Nectir Raises $12.5M in Series A Funding to Scale AI Infrastructure for Higher Education
Higher education is standing at an awkward crossroads. Students are already using AI every day, faculty are still figuring out the guardrails, and institutions are deciding whether to resist the tide or build the infrastructure around it. Nectir just stepped directly into that moment with a $12.5M Series A led by Rethink Impact with participation from GingerBread Capital and Strada Education Foundation. When serious investors start backing companies building the rails for how AI operates inside universities, it usually means the shift is already underway.
Credit where it is due. Congratulations to Co-Founder and CEO Kavitta Ghai and Co-Founder and CTO Jordan Long. 2 University of California, Santa Barbara students who looked around campus years ago and saw a simple truth. Students were already collaborating through modern tools, but the systems supporting higher education were stuck somewhere between outdated software and institutional red tape. So Kavitta Ghai and Jordan Long built Nectir to bridge that gap. What started as a classroom backchannel grew into something far more interesting.
Today Nectir is a secure AI infrastructure platform built specifically for schools. Not a generic AI tool duct taped into education, but infrastructure designed for how learning actually works. The platform deploys custom AI assistants for students, faculty, and administrators that are grounded in real institutional knowledge like course materials, policies, and campus resources. Integrated directly into learning management systems such as Canvas, Moodle, Blackboard, and Brightspace, these assistants operate inside the academic workflow where students and instructors already live.
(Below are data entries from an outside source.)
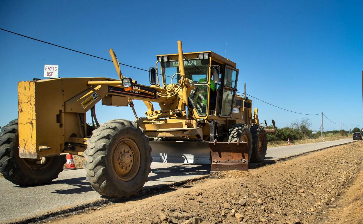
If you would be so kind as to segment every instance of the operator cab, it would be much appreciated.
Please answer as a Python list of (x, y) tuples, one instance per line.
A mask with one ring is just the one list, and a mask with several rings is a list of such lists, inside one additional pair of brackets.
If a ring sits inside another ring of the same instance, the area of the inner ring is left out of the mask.
[[(185, 77), (195, 86), (188, 99), (197, 117), (232, 117), (238, 77), (236, 63), (212, 51), (183, 56)], [(161, 65), (163, 86), (178, 84), (180, 79), (178, 54), (156, 57)]]

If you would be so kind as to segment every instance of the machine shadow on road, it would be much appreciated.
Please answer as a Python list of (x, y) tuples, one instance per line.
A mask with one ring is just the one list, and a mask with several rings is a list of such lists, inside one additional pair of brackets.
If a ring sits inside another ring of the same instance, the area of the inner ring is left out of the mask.
[[(176, 181), (167, 179), (168, 178), (178, 176), (183, 177), (185, 176), (197, 176), (208, 175), (211, 173), (211, 165), (208, 164), (187, 164), (173, 166), (167, 168), (155, 168), (151, 169), (151, 173), (148, 178), (149, 181), (160, 181), (162, 182), (178, 182), (185, 178), (174, 178)], [(167, 179), (160, 180), (162, 178)], [(156, 186), (157, 186), (157, 185)], [(154, 186), (154, 185), (152, 186)]]
[(65, 184), (78, 187), (64, 190), (55, 190), (52, 193), (63, 195), (70, 195), (74, 194), (83, 194), (93, 190), (91, 187), (91, 185), (86, 179), (86, 177), (60, 180), (53, 181), (50, 183), (50, 184)]

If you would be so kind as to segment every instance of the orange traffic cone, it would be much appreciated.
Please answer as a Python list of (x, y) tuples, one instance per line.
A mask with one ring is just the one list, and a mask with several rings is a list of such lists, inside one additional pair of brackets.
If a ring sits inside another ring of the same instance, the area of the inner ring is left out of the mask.
[(75, 170), (77, 168), (76, 168), (74, 166), (74, 161), (73, 160), (73, 156), (71, 154), (69, 154), (67, 155), (67, 162), (66, 163), (66, 168), (65, 170)]

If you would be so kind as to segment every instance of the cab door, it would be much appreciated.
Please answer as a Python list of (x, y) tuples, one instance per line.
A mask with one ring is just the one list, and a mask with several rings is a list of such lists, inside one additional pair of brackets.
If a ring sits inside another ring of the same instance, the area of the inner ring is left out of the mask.
[(220, 93), (219, 117), (232, 117), (233, 103), (237, 89), (238, 70), (226, 65), (221, 84), (223, 91)]

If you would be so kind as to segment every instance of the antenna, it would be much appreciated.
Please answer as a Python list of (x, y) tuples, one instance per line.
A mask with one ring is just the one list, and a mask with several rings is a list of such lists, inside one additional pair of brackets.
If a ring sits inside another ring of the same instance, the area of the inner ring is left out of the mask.
[[(224, 57), (226, 57), (226, 54), (227, 53), (227, 42), (226, 42), (226, 48), (225, 50), (224, 51)], [(363, 74), (363, 72), (362, 72), (362, 74)]]

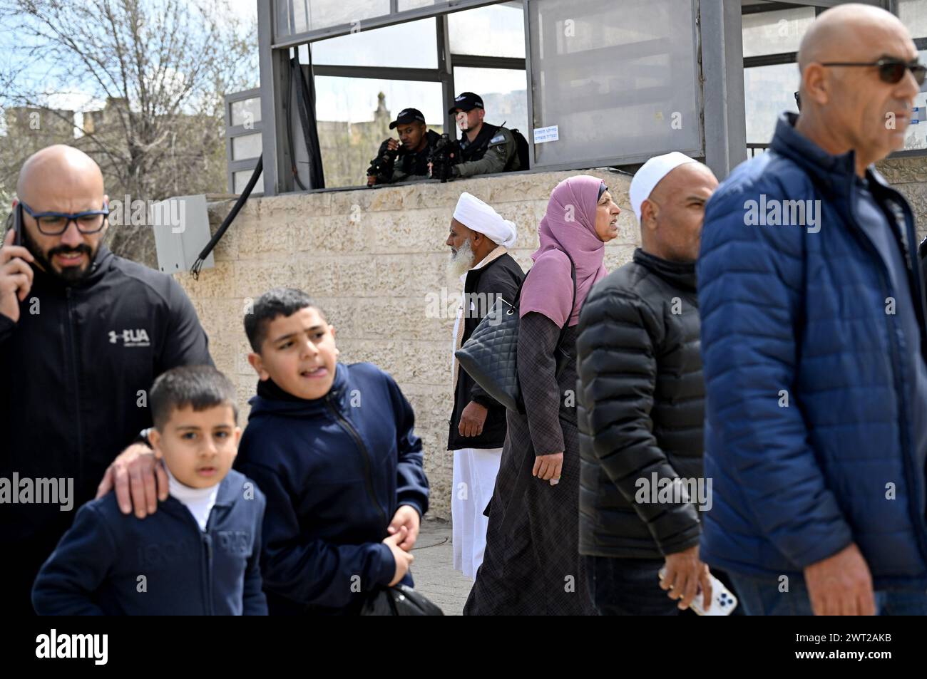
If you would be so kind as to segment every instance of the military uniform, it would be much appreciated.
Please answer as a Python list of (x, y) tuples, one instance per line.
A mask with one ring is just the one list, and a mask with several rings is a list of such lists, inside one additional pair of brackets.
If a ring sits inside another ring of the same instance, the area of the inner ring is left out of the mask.
[[(400, 153), (396, 157), (391, 166), (384, 168), (383, 171), (376, 175), (376, 183), (397, 183), (399, 182), (421, 182), (429, 179), (428, 176), (428, 154), (432, 146), (438, 144), (441, 135), (434, 130), (428, 130), (425, 133), (425, 145), (418, 153), (407, 152), (403, 147), (400, 147)], [(387, 140), (388, 141), (388, 140)], [(380, 145), (379, 156), (383, 156), (387, 150), (387, 142)], [(495, 170), (493, 170), (495, 171)]]
[[(454, 99), (448, 113), (472, 111), (483, 108), (479, 94), (464, 92)], [(461, 149), (460, 162), (451, 170), (453, 177), (472, 177), (475, 174), (509, 172), (521, 170), (518, 143), (507, 128), (483, 123), (479, 133), (471, 142), (464, 133), (458, 142)]]
[(484, 122), (476, 138), (470, 142), (464, 134), (460, 146), (461, 162), (451, 170), (454, 177), (521, 170), (518, 144), (508, 128)]

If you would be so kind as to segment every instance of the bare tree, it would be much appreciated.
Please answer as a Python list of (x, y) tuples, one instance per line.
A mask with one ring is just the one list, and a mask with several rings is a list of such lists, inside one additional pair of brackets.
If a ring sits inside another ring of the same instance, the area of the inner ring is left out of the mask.
[[(226, 0), (0, 0), (0, 30), (17, 36), (0, 103), (44, 119), (13, 130), (7, 111), (0, 195), (62, 126), (77, 129), (65, 143), (99, 163), (111, 199), (224, 192), (222, 95), (258, 80), (256, 28), (235, 16)], [(75, 90), (105, 107), (77, 122), (50, 105)], [(153, 265), (149, 228), (111, 227), (109, 245)]]

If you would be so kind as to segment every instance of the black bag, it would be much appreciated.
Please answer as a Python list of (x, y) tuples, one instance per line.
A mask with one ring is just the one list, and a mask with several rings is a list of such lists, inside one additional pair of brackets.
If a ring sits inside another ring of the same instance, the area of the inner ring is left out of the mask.
[(444, 611), (408, 585), (397, 585), (379, 589), (364, 602), (361, 615), (444, 615)]
[[(569, 257), (568, 254), (566, 256)], [(509, 304), (502, 297), (497, 297), (489, 313), (474, 328), (473, 334), (464, 346), (454, 352), (461, 368), (465, 370), (487, 394), (508, 409), (522, 413), (525, 412), (525, 403), (518, 384), (516, 360), (520, 321), (518, 302), (521, 298), (522, 285), (530, 274), (531, 271), (528, 271), (518, 285), (514, 304)], [(573, 277), (573, 306), (575, 306), (577, 269), (573, 258), (570, 258), (570, 274)], [(573, 313), (573, 306), (570, 307), (570, 313), (566, 316), (564, 327), (560, 329), (560, 338), (557, 340), (556, 377), (560, 377), (570, 358), (570, 352), (563, 346), (563, 340), (569, 317)]]

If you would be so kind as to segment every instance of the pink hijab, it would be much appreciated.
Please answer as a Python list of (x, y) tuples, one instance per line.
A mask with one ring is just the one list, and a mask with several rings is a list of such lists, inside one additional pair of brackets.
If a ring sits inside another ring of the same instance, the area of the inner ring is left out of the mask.
[[(518, 316), (544, 314), (558, 326), (579, 322), (579, 309), (596, 281), (607, 271), (605, 244), (595, 233), (595, 208), (602, 180), (580, 174), (564, 180), (551, 192), (547, 214), (538, 234), (540, 247), (531, 255), (534, 266), (521, 291)], [(573, 302), (570, 260), (577, 268), (577, 301)]]

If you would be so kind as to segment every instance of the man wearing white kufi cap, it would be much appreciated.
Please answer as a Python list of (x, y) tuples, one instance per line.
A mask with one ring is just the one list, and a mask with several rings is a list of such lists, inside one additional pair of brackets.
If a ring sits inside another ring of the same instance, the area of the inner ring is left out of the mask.
[(717, 186), (681, 153), (644, 163), (628, 192), (641, 246), (579, 319), (579, 554), (602, 615), (671, 615), (711, 586), (698, 558), (710, 484), (707, 497), (659, 492), (679, 479), (705, 488), (695, 260)]
[(448, 271), (459, 275), (464, 294), (454, 321), (451, 382), (454, 409), (448, 449), (454, 456), (451, 513), (454, 568), (474, 578), (483, 561), (489, 519), (483, 510), (492, 497), (505, 441), (505, 408), (490, 398), (453, 358), (492, 308), (498, 296), (512, 302), (525, 277), (508, 254), (515, 225), (470, 194), (461, 194), (445, 245)]

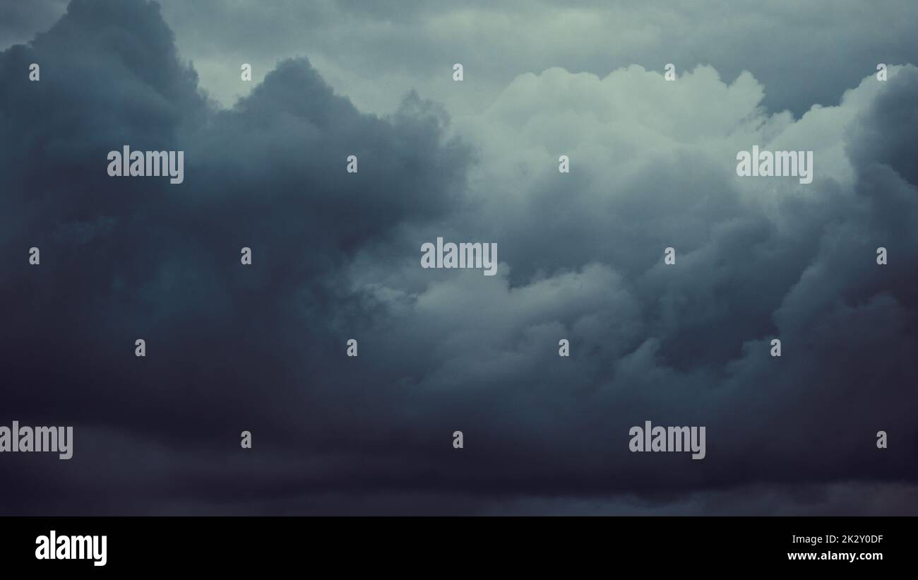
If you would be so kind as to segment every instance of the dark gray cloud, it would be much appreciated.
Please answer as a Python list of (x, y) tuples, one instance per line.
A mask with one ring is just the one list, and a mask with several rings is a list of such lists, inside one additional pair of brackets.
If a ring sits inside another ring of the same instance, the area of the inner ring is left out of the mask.
[[(799, 119), (750, 74), (535, 69), (456, 127), (305, 58), (223, 108), (174, 40), (155, 4), (74, 1), (0, 53), (0, 421), (76, 427), (69, 462), (0, 457), (0, 511), (915, 512), (915, 68)], [(814, 183), (737, 179), (755, 143), (814, 150)], [(185, 151), (185, 183), (108, 177), (123, 144)], [(498, 275), (422, 270), (437, 236)], [(630, 453), (646, 419), (707, 458)]]

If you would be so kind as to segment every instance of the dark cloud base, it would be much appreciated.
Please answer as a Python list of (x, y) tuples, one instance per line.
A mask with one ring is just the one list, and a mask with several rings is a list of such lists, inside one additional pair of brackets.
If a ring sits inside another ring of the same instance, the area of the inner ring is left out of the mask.
[[(481, 215), (479, 151), (413, 92), (363, 114), (294, 59), (219, 108), (153, 3), (74, 0), (0, 75), (0, 424), (75, 432), (0, 456), (0, 513), (918, 514), (913, 68), (853, 126), (853, 195), (778, 229), (647, 184), (621, 251), (550, 183)], [(123, 144), (185, 151), (185, 183), (109, 178)], [(437, 232), (511, 273), (413, 278)], [(629, 453), (646, 419), (706, 425), (708, 457)]]

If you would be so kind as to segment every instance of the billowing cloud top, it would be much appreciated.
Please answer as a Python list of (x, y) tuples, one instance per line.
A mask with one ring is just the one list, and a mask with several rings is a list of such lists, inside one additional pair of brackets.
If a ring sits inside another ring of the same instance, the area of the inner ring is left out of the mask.
[[(0, 74), (0, 424), (75, 439), (0, 456), (3, 513), (918, 508), (910, 64), (799, 117), (749, 72), (546, 67), (451, 123), (292, 58), (226, 108), (158, 5), (73, 0)], [(122, 145), (185, 182), (109, 177)], [(812, 184), (737, 177), (753, 145)], [(437, 237), (498, 275), (420, 268)], [(707, 457), (630, 452), (644, 420)]]

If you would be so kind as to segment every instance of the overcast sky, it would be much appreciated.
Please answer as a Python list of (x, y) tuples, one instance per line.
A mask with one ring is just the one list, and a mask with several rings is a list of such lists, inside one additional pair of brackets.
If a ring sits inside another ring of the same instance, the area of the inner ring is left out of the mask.
[(162, 5), (0, 8), (0, 512), (918, 514), (918, 5)]

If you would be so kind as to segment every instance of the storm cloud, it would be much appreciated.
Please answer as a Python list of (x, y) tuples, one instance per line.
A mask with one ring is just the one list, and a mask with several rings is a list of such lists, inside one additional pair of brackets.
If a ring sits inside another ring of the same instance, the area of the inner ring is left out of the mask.
[[(380, 114), (290, 54), (227, 106), (178, 9), (73, 0), (0, 53), (0, 422), (75, 440), (0, 456), (0, 512), (918, 513), (914, 66), (778, 110), (770, 57), (508, 56), (480, 108), (419, 82)], [(185, 183), (108, 177), (125, 144), (184, 151)], [(737, 177), (753, 145), (814, 151), (813, 183)], [(497, 243), (498, 275), (422, 269), (437, 237)], [(630, 452), (644, 420), (707, 457)]]

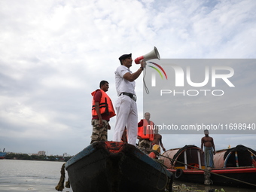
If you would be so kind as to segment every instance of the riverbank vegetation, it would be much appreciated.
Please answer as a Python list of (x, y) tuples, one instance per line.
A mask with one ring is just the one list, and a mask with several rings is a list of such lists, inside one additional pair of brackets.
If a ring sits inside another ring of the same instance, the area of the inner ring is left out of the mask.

The traction is not theoretical. Nectir is already used by more than 80,000 students across 100+ campuses, including institutions like UC Santa Barbara and Boston University. Then came the moment that makes operators lean forward in their chair. A systemwide deployment with the California Community Colleges network that makes Nectir available to 2.1M students across more than 116 campuses. That is not a pilot. That is infrastructure.
And the outcomes are starting to speak. At Los Angeles Pacific University, a peer reviewed study showed a 7.5% increase in GPA across the campus using Nectir powered AI support. Early user insights show 74% of students reporting a better learning experience. Those numbers matter because the education system is wrestling with teacher shortages, funding gaps, and students already using AI whether institutions are ready or not.
There is also a quiet but important design philosophy here. Nectir is FERPA aligned and SOC 2 compliant, and the company is explicit that student data is not used to train external models. In a world where AI adoption sometimes feels like the wild west, that kind of guardrail thinking tends to resonate with institutions responsible for millions of students.
This raise brings Nectir's total funding to roughly $18.8M following a $6.3M seed round backed by Long Journey Ventures, Entrada Ventures, Precursor Ventures, and Behind Genius Ventures. The takeaway for founders is simple. Solve a real infrastructure problem, prove it works at institutional scale, and the capital usually finds its way to the table. The education system is enormous, complicated, and overdue for intelligent tools. Nectir seems to be building the pipes that will carry that future.